# XGBoost GPU Benchmarks

In this notebook, we benchmark the latest version of [XGBoost](https://github.com/dmlc/xgboost), the well-known Kaggle-winning gradient boosting algorithm, and in particular, the [XGBoost GPU plugin](https://github.com/dmlc/xgboost/blob/master/plugin/updater_gpu/README.md).

In [1]:
## For comparison between 1 GPU and 1 CPU, we use only 1 CPU:
#numactl --physcpubind=0 -C 0 --cpunodebind=0 -N 0 -m 0

In [2]:
# First time only: install xgboost, and restart the kernel afterwards
#import os
#os.system("mkdir -p tmp && cd tmp && git clone https://github.com/h2oai/xgboost --recursive && cd xgboost && mkdir build && cd build && cmake .. -DPLUGIN_UPDATER_GPU=ON -DCUB_DIRECTORY=../cub -DCUDA_NVCC_FLAGS=\"--expt-extended-lambda -arch=sm_30\" && make -j; make; cd ../python-package && sudo python3.6 setup.py install")

In [3]:
%matplotlib inline
import xgboost as xgb
import pandas as pd
import numpy as np
import scipy as sp
import os
import time
from sklearn import metrics

In [4]:
import sys
sys.path

['',
 '/usr/lib/python36.zip',
 '/usr/lib/python3.6',
 '/usr/lib/python3.6/lib-dynload',
 '/usr/local/lib/python3.6/dist-packages',
 '/src/py3nvml',
 '/usr/local/lib/python3.6/dist-packages/xgboost-0.6-py3.6.egg',
 '/usr/lib/python3/dist-packages',
 '/usr/local/lib/python3.6/dist-packages/IPython/extensions',
 '/home/nimbix/.ipython']

In [5]:
if True:
    ## Airline dataset
    ## https://s3.amazonaws.com/h2o-public-test-data/bigdata/laptop/airlines_all.05p.csv"
    path = "/data/airlines_all.05p.csv"
    target = "IsDepDelayed"
    drop_cols=['ArrTime','DepTime','ActualElapsedTime','AirTime','ArrDelay',
               'DepDelay','TaxiIn', 'TaxiOut', 'Cancelled',
               'CancellationCode', 'Diverted', 'CarrierDelay', 
              'WeatherDelay', 'NASDelay', 'SecurityDelay', 'TailNum',
              'LateAircraftDelay', 'IsArrDelayed']
    num_round = 25
    learn_rate = 0.02
    max_depth = 15
    num_class = 2

    ## Parse data into a Pandas Frame
    t_start = time.time()
    df = pd.read_csv(path,encoding= "ISO-8859-1")
    if drop_cols is not None:
        df = df.drop(drop_cols, axis=1)
    print("Time to parse by Pandas (sec): ", time.time() - t_start)

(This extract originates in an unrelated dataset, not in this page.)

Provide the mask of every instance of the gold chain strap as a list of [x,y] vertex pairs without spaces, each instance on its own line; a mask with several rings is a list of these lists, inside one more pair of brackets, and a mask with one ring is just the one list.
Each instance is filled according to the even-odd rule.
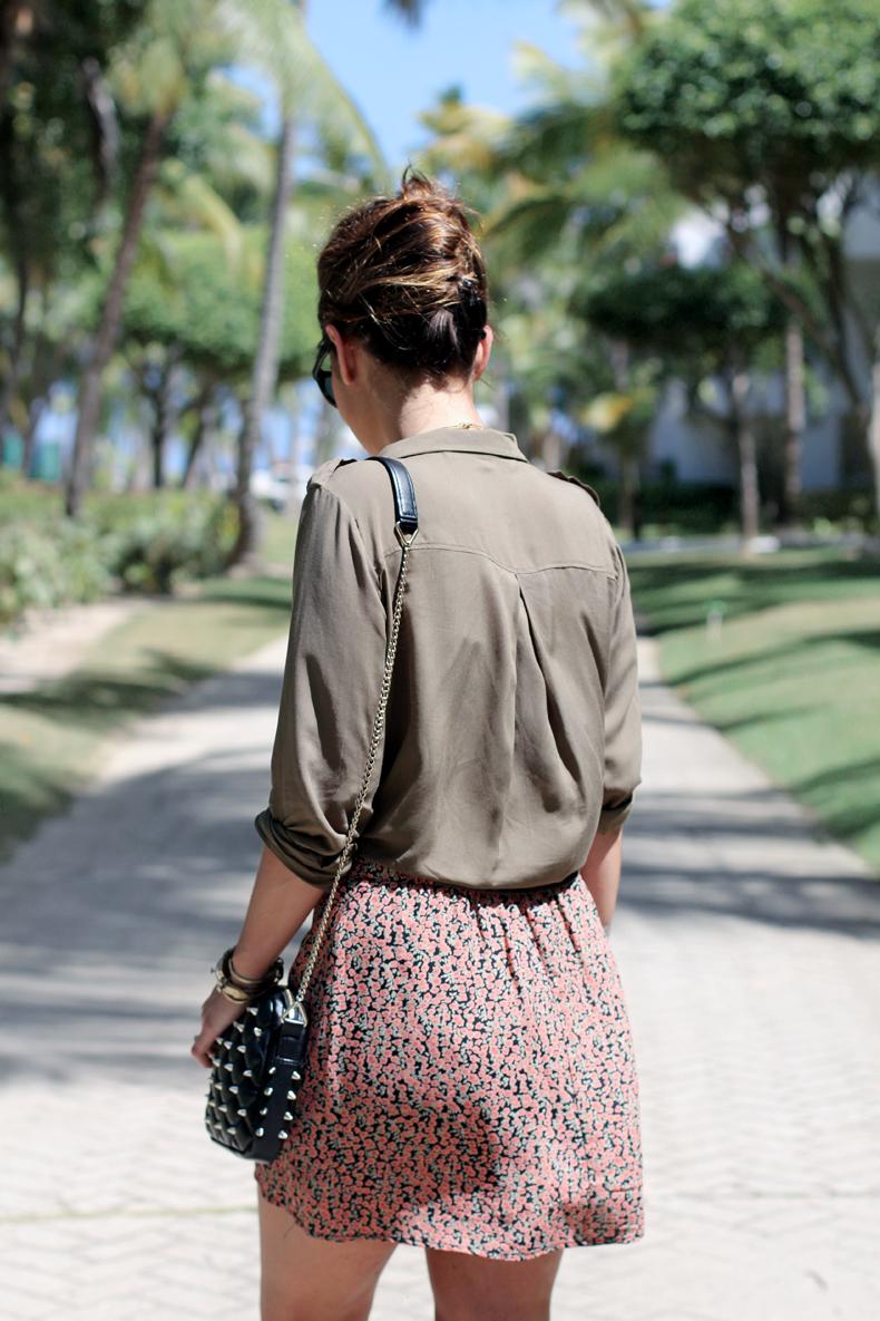
[[400,561],[400,575],[397,577],[397,588],[394,590],[394,610],[391,626],[391,638],[388,639],[388,649],[385,651],[385,672],[383,674],[381,692],[379,696],[379,707],[376,708],[376,719],[373,720],[373,732],[369,740],[369,756],[367,757],[367,769],[364,771],[364,779],[360,786],[360,793],[355,801],[355,810],[351,818],[351,824],[348,826],[348,835],[346,836],[346,845],[339,855],[339,863],[336,864],[336,875],[332,878],[332,885],[327,893],[327,902],[325,904],[323,913],[321,914],[321,922],[318,925],[318,931],[309,954],[309,962],[306,963],[299,987],[296,992],[292,1013],[298,1005],[302,1009],[302,1001],[306,991],[309,989],[309,983],[311,980],[311,974],[314,972],[315,963],[318,962],[318,954],[321,952],[321,946],[323,942],[325,931],[327,929],[327,922],[330,919],[330,910],[332,908],[332,901],[336,897],[336,890],[339,889],[339,881],[342,880],[342,873],[351,856],[354,848],[355,831],[358,830],[358,819],[364,806],[364,799],[367,798],[367,790],[369,789],[369,781],[373,773],[373,765],[376,762],[376,753],[379,752],[379,741],[381,738],[381,732],[385,725],[385,707],[388,705],[388,692],[391,690],[391,675],[394,668],[394,654],[397,651],[397,634],[400,631],[400,616],[404,606],[404,588],[406,585],[406,568],[409,548],[413,544],[418,528],[414,532],[404,532],[400,523],[394,523],[394,532],[397,534],[397,540],[402,547],[402,556]]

    df_target = df[target].replace(('YES', 'NO'), (1, 0))
    df = df.drop(target, axis=1)
    cols = df.columns.values
    df.shape

    from sklearn import preprocessing
    catcols = df.select_dtypes(include=['object'])
    cc = [x for x in list(catcols.columns)]
    for f in cc:
        df[f] = preprocessing.LabelEncoder().fit_transform(list(df[f].values))

  interactivity=interactivity, compiler=compiler, result=result)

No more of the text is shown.